2. A lot of people tell me they either don’t remember to water their plants, or they forget they watered them and water them too much. Whatever water needs your plant has, it is usually the most helpful to make watering part of a schedule that already exists for you. Once again this is most easily done with plants that want water when they are dry. Once a week is usually the standard for water when dry plants, and you can synchronize all your water when dry plants so they all get watered in the same day, this makes it so much more manageable for you. Even if your plants don’t need water once a week, checking routinely checking them with your finger will help you to gauge when watering will be best. With plants that want water more often, just make checking them part of your routine and you’ll be amazed at how easy it will become not to forget them, and how therapeutic caring for them can be for you.
3. Every time the season changes, plants know and their metabolism shifts to adapt to the change in temperature and humidity. As we are moving into summer all of the plants are speeding up their metabolisms and putting their focus in growth so they can eventually flower, if they are flowering plants.
It is important to know that any time it gets hot, our plants need more water, just like we do.
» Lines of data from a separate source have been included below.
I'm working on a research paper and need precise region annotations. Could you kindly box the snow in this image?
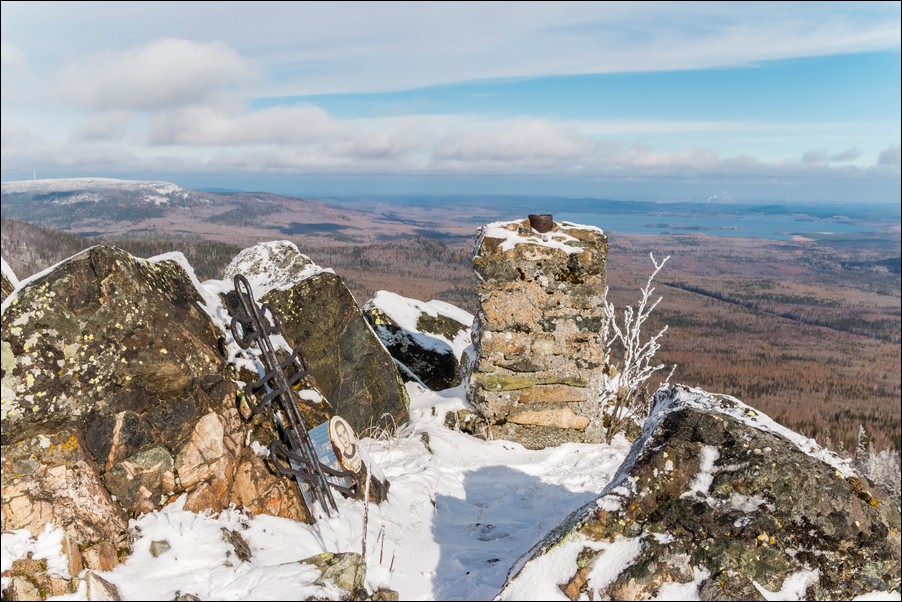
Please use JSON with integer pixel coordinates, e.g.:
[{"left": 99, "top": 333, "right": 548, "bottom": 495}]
[
  {"left": 752, "top": 569, "right": 820, "bottom": 602},
  {"left": 652, "top": 567, "right": 711, "bottom": 602},
  {"left": 0, "top": 257, "right": 19, "bottom": 288},
  {"left": 223, "top": 240, "right": 335, "bottom": 299},
  {"left": 588, "top": 536, "right": 643, "bottom": 592},
  {"left": 852, "top": 589, "right": 902, "bottom": 602},
  {"left": 0, "top": 247, "right": 94, "bottom": 314},
  {"left": 497, "top": 537, "right": 590, "bottom": 602},
  {"left": 3, "top": 384, "right": 629, "bottom": 600},
  {"left": 367, "top": 291, "right": 473, "bottom": 361},
  {"left": 0, "top": 524, "right": 70, "bottom": 576},
  {"left": 0, "top": 178, "right": 188, "bottom": 195},
  {"left": 643, "top": 385, "right": 856, "bottom": 478},
  {"left": 476, "top": 220, "right": 603, "bottom": 255}
]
A good rule to keep in mind if all of this feels overwhelming is that once you flip on your air conditioner, start checking your plants in between the watering schedule to see if they are drinking more water. Don’t think that because you are keeping the the temperature in your environment cooler with the air conditioner, that the plants won’t still want more water, because the air conditioner actually absorbs more moisture from the air and even though it is cooler, the plants will still get thirsty faster. I will go more into air conditioners and swamp coolers in my next post.
In conclusion, simply realize that it is easy to get into a watering routine and then not realize that our plants are shifting their needs, this makes it easy to over or underwater if we are not keeping an eye on them and touching the soil. I will do a post later on on water needs specific to the seasons
4. Another thing I hear quite often when a couple comes into my shop is that they killed a plant because they didn’t realize the other person already watered, or because they assumed they did water it when in fact, they didn’t. It is never a good idea to have two people watering the same plants. If you are in a situation where you want to take care of plants with someone, decide together which plants each of yo will be responsible for and communicate if for some reason either of of had to change the plan. But once again it all goes back to my fail safe for proper watering…never do it until you put your finger in the dirt and see what the soil tells you, two inches down will do the trick.
In closing, I want to add another very important fact about water. If you have a water softener in your home, you need to use your outside water for your plants. Generally, they do not link water softeners to outdoor faucets because the water is not good for the plants. So, this is something to be aware of.
I welcome any questions or comments on this topic. I kept it relatively short, but you could literally write a book about watering plants and I can get as specific as anyone would like if you have a plant your are curious about. Also, never hesitate to do some research online about your plant, plants you are thinking about getting or if you want to find out what kind of plants meet the watering requirements that work for you.